Bref, l’Education nationale n’y est pour rien, les éditeurs scolaires – tous les éditeurs scolaires, sans exception – ont interprété des programmes tout ce qu’il y a de plus neutre à leur sauce idéologique, exactement la même partout, et le ministre estime que c’est très bien comme cela.

Hélas, la plupart des pétitions et réactions en circulation contre les manuels scandaleux qui épousent de fait les thèses de la théorie du genre, sans la nommer, c’est vrai, n’ont pas souligné ces deux aspects essentiels : d’une part, ceux qui protestaient ont limité leur démarche en ne signalant que les manuels de certains éditeurs, sans même s’apercevoir que le programme et son « interprétation » massive et univoque concernaient l’ensemble des manuels pour toutes les séries du bac général ; d’autre part, ils n’ont pas pris la peine de mettre en évidence la conformité de ces manuels au programme qui dit ce qu’il dit, clairement.

Le titre du thème à étudier, tel que le présente le programme paru au Bulletin officiel de l’Education nationale, est bien « Devenir homme ou femme ». Les « compétences attendues » sont détaillées ainsi :

« Différencier, à partir de la confrontation de données biologiques et de représentations sociales, ce qui relève :
– de l’identité sexuelle, des rôles en tant qu’individus sexués et de leurs stéréotypes dans la société, qui relèvent de l’espace social ;
– de l’orientation sexuelle qui relève de l’intimité des personnes. »
C’est tout le vocabulaire de la théorie du genre, tout ce qui la structure aussi.

Et il faut être absurdement naïf pour croire que les éditeurs scolaires n’en ont pas vérifié le sens auprès du ministère avant de se lancer dans de coûteuses rédactions et impressions, d’autant qu’ils en font tous la même interprétation. Il n’y a aucune place ici ne serait-ce que pour un éloge de l’hétérosexualité, et encore moins pour le fait de la présenter comme normale.

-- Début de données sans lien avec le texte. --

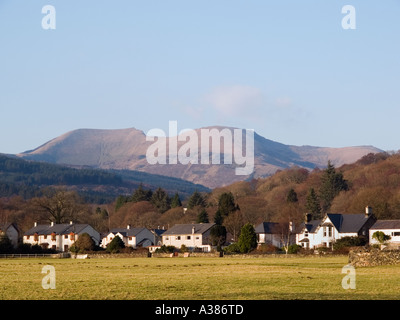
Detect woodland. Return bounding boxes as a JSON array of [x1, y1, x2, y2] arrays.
[[0, 153, 400, 238]]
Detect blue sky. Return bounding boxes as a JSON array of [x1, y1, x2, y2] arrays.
[[0, 0, 400, 153]]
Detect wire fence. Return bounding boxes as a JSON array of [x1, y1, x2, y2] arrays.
[[0, 253, 69, 259]]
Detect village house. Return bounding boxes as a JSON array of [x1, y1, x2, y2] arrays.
[[101, 225, 156, 248], [296, 207, 376, 249], [369, 220, 400, 249], [23, 221, 100, 252], [254, 222, 284, 248], [162, 223, 215, 252], [0, 223, 19, 248]]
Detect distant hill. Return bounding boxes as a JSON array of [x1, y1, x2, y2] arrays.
[[18, 127, 382, 188], [0, 154, 210, 203]]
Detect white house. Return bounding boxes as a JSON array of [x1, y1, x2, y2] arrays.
[[296, 207, 376, 249], [0, 223, 19, 248], [369, 220, 400, 249], [101, 225, 156, 248], [23, 221, 100, 252], [162, 223, 215, 252]]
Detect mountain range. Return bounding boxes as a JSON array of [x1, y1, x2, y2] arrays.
[[17, 127, 382, 188]]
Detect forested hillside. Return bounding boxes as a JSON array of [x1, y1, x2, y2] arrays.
[[100, 153, 400, 234], [0, 153, 400, 238], [0, 155, 208, 203]]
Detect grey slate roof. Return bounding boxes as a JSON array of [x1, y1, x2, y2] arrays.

Pour enfoncer le clou, le « projet » qui présente le contenu du programme – cela fait partie de l’ensemble publié au BOEN – précise :
« Hormis quelques rares régions du cerveau (hypothalamus), les différences anatomiques et physiologiques dues à l’influence des hormones sexuelles entre les cerveaux masculin et féminin ne sont pas plus importantes que les différences entre individus de même sexe. »
Exit – en réalité – la complémentarité des sexes fondée précisément sur la différence de manière d’être dans toutes ses dimensions.

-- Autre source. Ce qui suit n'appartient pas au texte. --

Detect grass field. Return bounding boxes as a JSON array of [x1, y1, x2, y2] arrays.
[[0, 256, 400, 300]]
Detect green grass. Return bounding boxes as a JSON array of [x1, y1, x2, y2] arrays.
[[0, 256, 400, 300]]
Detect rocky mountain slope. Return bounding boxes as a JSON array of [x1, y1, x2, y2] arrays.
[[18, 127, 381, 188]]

La réponse du chef de cabinet apparaît ainsi comme retorse, mensongère, méprisante. Jonathan Derai prend d’ailleurs le soin de préciser que « lors de leur élaboration, ces programmes ont fait l’objet d’une consultation nationale et ont été présentés au Conseil supérieur de l’éducation ».

Alors, si tout le monde est d’accord, pourquoi pas vous ?

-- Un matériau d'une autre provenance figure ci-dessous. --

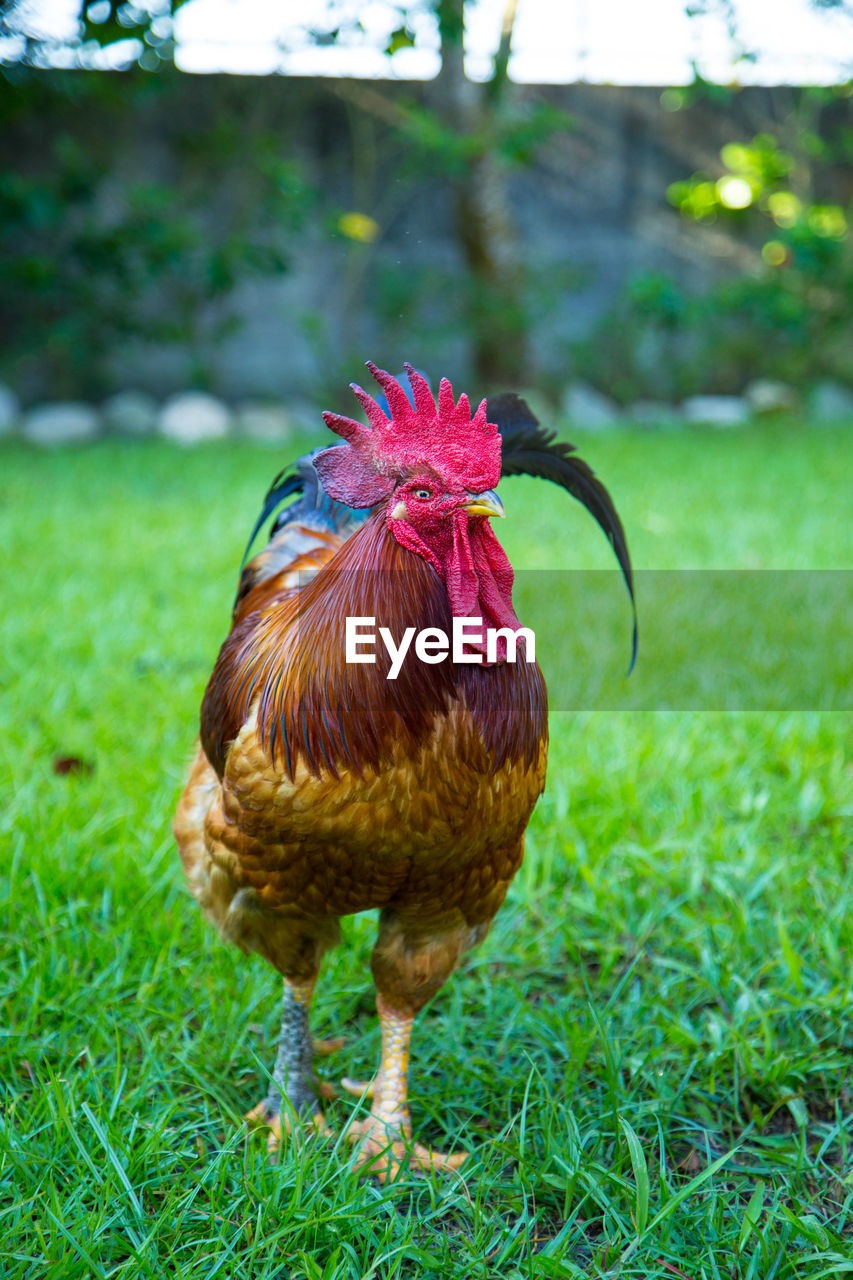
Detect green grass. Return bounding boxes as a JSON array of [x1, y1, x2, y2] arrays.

La vérité, c’est que ceux qui ont mené la juste bataille contre les manuels du scandale ont vu leur action partiellement privée de son effet par les erreurs de départ que je signale plus haut, mais aussi par des décennies d’inaction. Cela fait belle lurette que les programmes font la part belle au respect de l’« identité de genre » à travers la dénonciation des « stéréotypes » et l’obligation de mettre en évidence la légitimité et le devoir de respect vis-à-vis de « l’orientation sexuelle ».

Et cela fait aussi des années que, dans une démarche « transversale » qui englobe bien des matières et plus spécialement les SVT, l’école enseigne la contraception et le refus de l’enfant ainsi que la liberté sexuelle posée en principe. C’est le cas, de manière sans doute inouïe à ce jour, pour la contraception dans le programme de SVT de 1e, cette année. Il me semble qu’il n’y a pas eu de protestations contre cela.

Quand les parents se réveilleront-ils vraiment ?

Ou sont-ils, trop nombreux, complices ?

Article paru dans Présent le mardi 13 septembre 2011.